The Dark Side of Genetic Therapy

At that age, gene therapy has advanced, but further progress is needed. On the surface, almost all clinical trials performed were unsuccessful. There are many reasons for this. It includes media, investors, and snap tests. Because biotechnology is a serious science field, studies and research should not be rushed and may exceed valuable information. But the reality gave another highlight, the test was in a hurry, and the failure had already led.

Genetics-based treatment: Genetic-based treatment has made a further leap in promoting human health. There are many ways to classify genetic treatments. Genome editing, stem cell gene therapy, genetic age research and so on. As more data comes from genetically based 'consumer diagnosis', more genetic differences in clarifying things can affect our medical decisions it can.

Gene therapy is one of the most important advantages of human genetic engineering. Over the past decade, gene therapy has succeeded in finding ways to treat specific heart diseases. Researchers want to find ways to treat all hereditary diseases. This will lead to healthier and evolved people

The main development of genetic research is genetic engineering or gene therapy. Gene therapy inserts genetic material into foreign cells and revolutionizes the field of genetics. In the early nineteenth century, Canadian physiologists isolated hormones called insulin. Lack of insulin in the body can cause diabetes, it is a fatal disease. About 40 years later, scientists began looking for ways to replace the body's insulin. Scientists often use porcine insulin, but the body usually rejects foreign hormones. Scientists discovered how to inject human insulin DNA into porcine cells after a large-scale experiment in the 1970s to mix pig genes and human genes. This ultimately leads to a way to allow human insulin to grow in the laboratory using simple bacteria. Millions of people take insulin made by genetic research method everyday. (Lebovitz, paragraph 6)

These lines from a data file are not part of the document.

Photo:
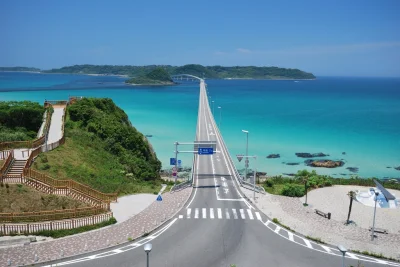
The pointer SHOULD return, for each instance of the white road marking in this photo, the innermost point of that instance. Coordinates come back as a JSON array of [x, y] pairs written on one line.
[[290, 234], [227, 214], [250, 214], [242, 214], [308, 243], [234, 214]]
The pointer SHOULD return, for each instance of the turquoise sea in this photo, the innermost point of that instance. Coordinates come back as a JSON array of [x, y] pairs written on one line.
[[358, 116]]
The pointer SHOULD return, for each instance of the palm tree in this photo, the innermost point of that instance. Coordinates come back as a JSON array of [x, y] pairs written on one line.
[[352, 195]]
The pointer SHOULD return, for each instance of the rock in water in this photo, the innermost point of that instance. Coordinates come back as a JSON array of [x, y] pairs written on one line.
[[309, 155], [324, 163]]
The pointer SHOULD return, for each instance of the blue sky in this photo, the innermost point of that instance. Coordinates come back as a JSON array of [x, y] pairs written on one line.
[[328, 38]]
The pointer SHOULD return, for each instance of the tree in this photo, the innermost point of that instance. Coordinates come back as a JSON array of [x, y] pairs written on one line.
[[352, 195]]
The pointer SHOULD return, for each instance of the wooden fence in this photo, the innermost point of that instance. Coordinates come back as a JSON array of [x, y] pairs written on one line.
[[70, 184], [30, 228], [50, 215]]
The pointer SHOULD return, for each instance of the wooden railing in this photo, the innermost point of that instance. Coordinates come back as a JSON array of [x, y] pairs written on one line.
[[7, 163], [71, 184], [50, 215], [29, 228]]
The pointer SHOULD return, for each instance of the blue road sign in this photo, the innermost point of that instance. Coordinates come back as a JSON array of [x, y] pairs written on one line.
[[205, 150]]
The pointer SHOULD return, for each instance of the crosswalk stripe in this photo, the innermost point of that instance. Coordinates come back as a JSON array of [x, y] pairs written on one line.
[[227, 214], [307, 243], [250, 214], [242, 214], [234, 214], [290, 234]]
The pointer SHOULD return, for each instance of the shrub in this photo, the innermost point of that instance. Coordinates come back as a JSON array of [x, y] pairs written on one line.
[[293, 190]]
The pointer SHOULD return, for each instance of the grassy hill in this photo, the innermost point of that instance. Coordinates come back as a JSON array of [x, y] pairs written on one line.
[[158, 76], [103, 150]]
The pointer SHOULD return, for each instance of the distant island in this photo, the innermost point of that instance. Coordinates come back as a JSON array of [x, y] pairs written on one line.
[[208, 72], [158, 76], [19, 69]]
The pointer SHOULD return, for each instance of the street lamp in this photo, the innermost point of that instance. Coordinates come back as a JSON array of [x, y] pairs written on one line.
[[343, 250], [246, 164], [373, 222], [147, 249], [219, 126]]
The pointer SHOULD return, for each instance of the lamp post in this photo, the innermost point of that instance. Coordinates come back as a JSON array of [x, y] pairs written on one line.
[[219, 126], [373, 222], [246, 162], [147, 249], [343, 250]]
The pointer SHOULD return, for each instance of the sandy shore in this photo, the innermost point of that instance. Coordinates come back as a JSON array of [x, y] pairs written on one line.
[[304, 220]]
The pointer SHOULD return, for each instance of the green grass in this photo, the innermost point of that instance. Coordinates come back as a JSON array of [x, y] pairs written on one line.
[[315, 239], [375, 255], [83, 158], [67, 232]]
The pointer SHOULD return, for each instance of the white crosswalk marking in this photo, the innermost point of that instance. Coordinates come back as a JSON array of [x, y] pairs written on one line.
[[227, 214], [219, 214], [250, 214], [234, 214], [242, 214]]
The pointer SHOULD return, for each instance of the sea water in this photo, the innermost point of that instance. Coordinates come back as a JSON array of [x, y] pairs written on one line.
[[351, 119]]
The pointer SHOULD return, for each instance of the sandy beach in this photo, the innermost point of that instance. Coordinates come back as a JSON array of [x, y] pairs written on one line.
[[304, 220]]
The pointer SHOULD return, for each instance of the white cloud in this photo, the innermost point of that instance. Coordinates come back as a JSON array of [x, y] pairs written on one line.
[[244, 50]]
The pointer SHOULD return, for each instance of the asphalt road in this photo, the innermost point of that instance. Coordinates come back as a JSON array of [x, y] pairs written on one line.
[[218, 227]]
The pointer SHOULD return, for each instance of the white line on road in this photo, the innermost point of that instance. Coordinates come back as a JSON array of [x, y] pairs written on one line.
[[250, 214], [234, 214], [227, 214], [242, 214]]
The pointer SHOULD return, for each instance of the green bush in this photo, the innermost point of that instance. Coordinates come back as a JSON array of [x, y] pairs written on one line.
[[293, 190]]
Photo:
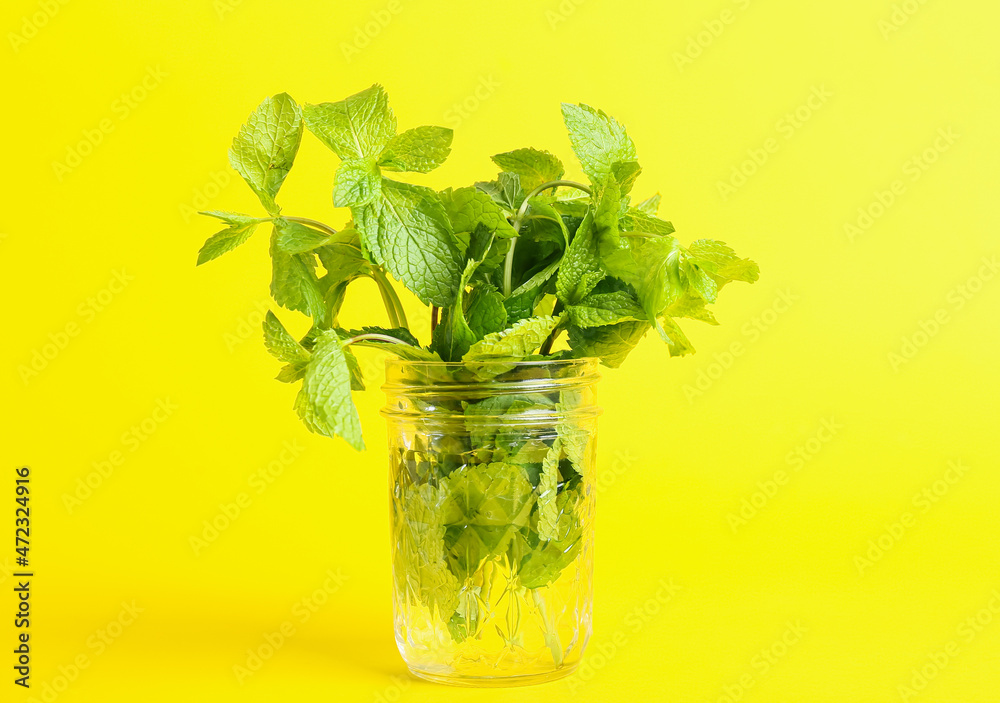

Gene therapy is based on medical intervention to alter the genetic material of living cells. The cells can be modified ex vivo to be administered to humans or they can be modified in vivo by gene therapy administered directly to the subject. It is also a form of somatic cell therapy when genetic engineering is performed ex vivo on cells and then administered to a patient. Genetic manipulation can be intended to provide a therapeutic or prophylactic effect or it can provide a way to label cells for later identification. Recombinant DNA substances used to transfer genetic material for such treatment are considered part of gene therapy and are therefore subject to regulatory supervision.